The Vedas are a collection of hymns and other religious texts composed in India about 1500 and 1000 BCE. It includes elements such as liturgical material as well as mythological accounts, poems, prayers, and formulas considered to be sacred by the Vedic religion.
The origin of the Vedas can be traced back as far as 1500 BCE, when a large group of nomads called the Aryans, coming from central Asia, crossed the Hindu Kush Mountains, migrating into the Indian subcontinent. This was a large migration and used to be seen as an invasion. This invasion hypothesis, however, is not unanimously accepted by scholars today. All we know for certain, mainly through linguistic studies, is that the Aryan language gained ascendency over the local languages in the Indian sub-continent. The language of the Vedas is Sanskrit, an ancestor of most of the modern languages spoken today in South Asia.
The Rig-Veda is the largest and most important text of the Vedic collection; it includes 1028 hymns and it is divided into ten books called mandalas. It is a difficult text, written in a very obscure style and filled with metaphors and allusions that are hard to understand for a modern reader.

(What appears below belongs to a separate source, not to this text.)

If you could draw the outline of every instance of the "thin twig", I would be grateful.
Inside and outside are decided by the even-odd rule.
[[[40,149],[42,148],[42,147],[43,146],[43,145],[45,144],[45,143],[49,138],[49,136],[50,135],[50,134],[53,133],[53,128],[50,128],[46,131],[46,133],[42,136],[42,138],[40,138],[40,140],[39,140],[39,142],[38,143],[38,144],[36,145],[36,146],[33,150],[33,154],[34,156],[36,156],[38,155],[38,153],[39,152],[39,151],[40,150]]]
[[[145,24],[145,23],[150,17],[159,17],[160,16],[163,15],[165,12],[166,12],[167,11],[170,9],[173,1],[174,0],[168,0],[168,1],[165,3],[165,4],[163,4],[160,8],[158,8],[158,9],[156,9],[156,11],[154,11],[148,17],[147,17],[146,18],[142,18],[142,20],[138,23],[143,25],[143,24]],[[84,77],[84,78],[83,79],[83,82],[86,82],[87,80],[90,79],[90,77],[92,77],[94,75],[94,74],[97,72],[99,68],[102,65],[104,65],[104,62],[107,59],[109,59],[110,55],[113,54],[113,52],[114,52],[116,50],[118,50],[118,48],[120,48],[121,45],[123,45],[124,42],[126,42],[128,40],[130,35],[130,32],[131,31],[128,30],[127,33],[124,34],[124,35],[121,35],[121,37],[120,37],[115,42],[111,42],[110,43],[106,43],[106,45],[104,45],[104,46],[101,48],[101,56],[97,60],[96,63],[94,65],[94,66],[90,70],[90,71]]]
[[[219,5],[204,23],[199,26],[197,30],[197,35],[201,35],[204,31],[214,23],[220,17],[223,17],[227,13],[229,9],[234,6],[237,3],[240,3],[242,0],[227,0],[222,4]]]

The Sama-Veda has verses that are almost entirely from the Rig-Veda, but are arranged in a different way since they are meant to be chanted.

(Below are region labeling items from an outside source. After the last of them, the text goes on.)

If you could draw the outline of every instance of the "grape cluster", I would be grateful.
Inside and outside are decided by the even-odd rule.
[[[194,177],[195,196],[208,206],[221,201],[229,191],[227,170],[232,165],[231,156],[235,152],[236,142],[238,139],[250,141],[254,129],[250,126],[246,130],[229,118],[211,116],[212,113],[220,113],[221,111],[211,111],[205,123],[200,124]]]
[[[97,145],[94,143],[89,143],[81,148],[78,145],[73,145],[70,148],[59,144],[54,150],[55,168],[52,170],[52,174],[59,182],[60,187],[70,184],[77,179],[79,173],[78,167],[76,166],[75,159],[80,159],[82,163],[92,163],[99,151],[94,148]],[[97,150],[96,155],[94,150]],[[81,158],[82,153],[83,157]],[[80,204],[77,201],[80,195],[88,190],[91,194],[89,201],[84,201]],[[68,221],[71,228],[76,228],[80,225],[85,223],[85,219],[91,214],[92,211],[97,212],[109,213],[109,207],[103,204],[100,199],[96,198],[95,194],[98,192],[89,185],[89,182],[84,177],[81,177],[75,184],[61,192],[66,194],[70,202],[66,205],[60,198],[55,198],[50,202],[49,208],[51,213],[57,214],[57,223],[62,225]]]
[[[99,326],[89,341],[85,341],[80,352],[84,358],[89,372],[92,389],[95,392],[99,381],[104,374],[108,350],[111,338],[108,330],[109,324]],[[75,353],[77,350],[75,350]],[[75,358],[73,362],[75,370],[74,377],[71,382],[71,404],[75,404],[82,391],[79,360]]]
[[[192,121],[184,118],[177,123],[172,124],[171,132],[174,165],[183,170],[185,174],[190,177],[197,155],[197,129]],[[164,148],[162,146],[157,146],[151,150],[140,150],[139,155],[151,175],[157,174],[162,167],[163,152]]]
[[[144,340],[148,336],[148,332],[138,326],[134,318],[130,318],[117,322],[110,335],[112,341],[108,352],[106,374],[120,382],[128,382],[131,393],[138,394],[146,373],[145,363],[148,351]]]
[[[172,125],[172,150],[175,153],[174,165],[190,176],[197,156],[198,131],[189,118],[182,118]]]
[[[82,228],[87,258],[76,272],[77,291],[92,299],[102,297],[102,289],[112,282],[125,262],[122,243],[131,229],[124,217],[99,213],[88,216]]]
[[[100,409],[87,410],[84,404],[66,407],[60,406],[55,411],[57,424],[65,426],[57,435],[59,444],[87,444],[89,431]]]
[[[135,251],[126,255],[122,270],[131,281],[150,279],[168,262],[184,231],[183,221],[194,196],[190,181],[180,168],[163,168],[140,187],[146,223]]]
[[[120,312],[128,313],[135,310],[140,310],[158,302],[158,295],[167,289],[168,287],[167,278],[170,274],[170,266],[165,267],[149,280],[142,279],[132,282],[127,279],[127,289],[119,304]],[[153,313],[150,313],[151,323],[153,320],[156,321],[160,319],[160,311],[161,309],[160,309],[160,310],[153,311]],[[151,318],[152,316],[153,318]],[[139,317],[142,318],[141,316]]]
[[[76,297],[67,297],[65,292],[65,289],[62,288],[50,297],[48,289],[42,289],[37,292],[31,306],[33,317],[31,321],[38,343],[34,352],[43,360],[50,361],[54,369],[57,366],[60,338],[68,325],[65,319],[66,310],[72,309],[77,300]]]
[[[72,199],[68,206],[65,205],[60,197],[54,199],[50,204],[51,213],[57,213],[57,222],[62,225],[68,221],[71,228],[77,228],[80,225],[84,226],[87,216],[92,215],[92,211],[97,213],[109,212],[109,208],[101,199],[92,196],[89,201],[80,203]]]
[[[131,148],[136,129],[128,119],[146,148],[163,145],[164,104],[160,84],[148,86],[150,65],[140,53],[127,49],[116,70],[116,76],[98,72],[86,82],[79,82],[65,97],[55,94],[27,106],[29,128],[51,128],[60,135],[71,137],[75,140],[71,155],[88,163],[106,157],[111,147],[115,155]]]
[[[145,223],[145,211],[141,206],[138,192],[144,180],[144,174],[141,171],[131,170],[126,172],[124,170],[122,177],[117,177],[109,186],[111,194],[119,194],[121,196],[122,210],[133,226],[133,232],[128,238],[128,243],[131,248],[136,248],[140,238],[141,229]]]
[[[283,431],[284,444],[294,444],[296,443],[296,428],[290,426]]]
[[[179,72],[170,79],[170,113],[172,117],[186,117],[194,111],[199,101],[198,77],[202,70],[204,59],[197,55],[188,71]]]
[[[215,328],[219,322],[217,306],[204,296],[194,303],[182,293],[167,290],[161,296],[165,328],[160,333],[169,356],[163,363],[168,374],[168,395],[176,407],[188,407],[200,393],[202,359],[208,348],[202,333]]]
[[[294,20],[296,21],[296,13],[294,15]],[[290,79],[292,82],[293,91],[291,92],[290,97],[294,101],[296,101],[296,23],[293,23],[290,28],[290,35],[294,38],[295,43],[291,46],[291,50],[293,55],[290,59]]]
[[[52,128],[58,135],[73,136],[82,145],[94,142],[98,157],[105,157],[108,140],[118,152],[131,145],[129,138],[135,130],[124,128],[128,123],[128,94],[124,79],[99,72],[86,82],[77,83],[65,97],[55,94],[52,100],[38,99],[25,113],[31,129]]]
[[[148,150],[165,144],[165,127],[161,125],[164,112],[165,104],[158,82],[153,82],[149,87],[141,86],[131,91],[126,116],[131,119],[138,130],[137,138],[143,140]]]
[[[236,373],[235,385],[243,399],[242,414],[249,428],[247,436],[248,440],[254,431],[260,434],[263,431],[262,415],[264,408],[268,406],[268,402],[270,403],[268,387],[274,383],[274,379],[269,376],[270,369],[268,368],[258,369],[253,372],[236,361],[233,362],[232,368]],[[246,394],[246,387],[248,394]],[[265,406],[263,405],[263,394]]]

The Yajur-Veda is divided into the White and Black and contains explanatory prose commentaries on how to perform religious rituals and sacrifices.
The Atharva-Veda contains charms and magical incantations and has a more folkloristic style.

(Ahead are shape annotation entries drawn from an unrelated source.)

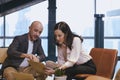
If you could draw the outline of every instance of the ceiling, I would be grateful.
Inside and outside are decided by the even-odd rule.
[[[45,0],[0,0],[0,16],[18,11]]]

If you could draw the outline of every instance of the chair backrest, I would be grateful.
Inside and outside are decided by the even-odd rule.
[[[116,49],[93,48],[90,55],[96,65],[96,75],[112,78],[117,63]]]
[[[7,49],[8,48],[0,48],[0,64],[2,64],[7,57]]]

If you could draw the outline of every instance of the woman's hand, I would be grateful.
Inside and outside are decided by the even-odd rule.
[[[47,75],[52,75],[52,74],[54,74],[54,73],[55,73],[55,70],[54,70],[54,69],[46,67],[46,69],[45,69],[45,74],[47,74]]]

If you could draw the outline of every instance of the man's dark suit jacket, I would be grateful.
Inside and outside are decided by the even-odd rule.
[[[8,47],[8,57],[3,63],[3,69],[5,67],[11,66],[14,68],[19,68],[19,65],[24,60],[24,58],[20,58],[22,53],[27,53],[28,50],[28,34],[24,34],[21,36],[16,36],[13,42]],[[45,54],[43,48],[41,46],[41,39],[37,39],[33,43],[33,52],[32,54],[37,54],[40,57],[40,61],[45,59]]]

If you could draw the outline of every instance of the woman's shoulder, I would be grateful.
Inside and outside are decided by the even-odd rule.
[[[73,41],[81,41],[81,39],[79,37],[74,37]]]

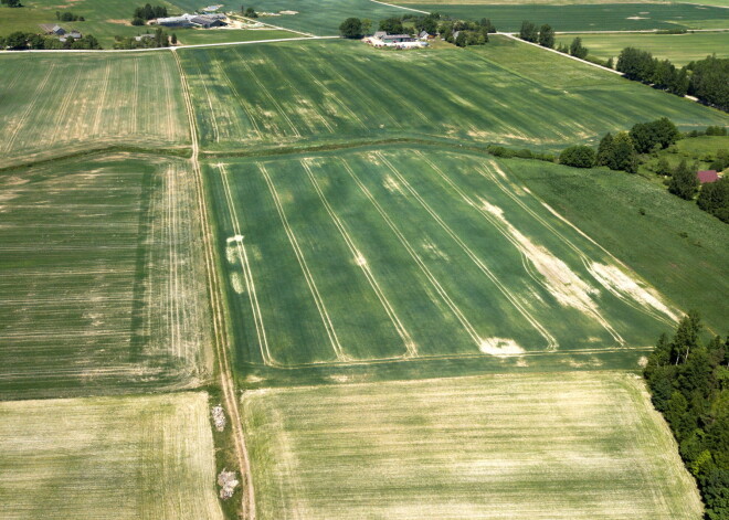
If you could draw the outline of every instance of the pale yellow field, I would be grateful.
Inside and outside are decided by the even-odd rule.
[[[635,374],[261,390],[243,406],[258,520],[701,517]]]
[[[0,518],[222,519],[208,395],[0,403]]]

The Vedas present a multitude of gods, most of them related to natural forces such as storms, fire, and wind. As part of its mythology, Vedic texts contain multiple creation stories, most of them inconsistent with each other.
Some elements of the religion practised by the natives of India before Vedic times still persist in the Vedas. The Pre-Vedic religion, the oldest known religion of India, which was found in India before the Aryan migrations, was apparently an animistic and totemic worship of many spirits dwelling in stones, animals, trees, rivers, mountains, and stars. Some of these spirits were good, others were evil, and great magic skill was the only way to control them. Traces of this old religion are still present in the Vedas. In the Atharva-Veda, for example, there are spells to obtain children, to avoid abortion, to prolong life, to ward off evil, to woo sleep, and to harm or destroy enemies.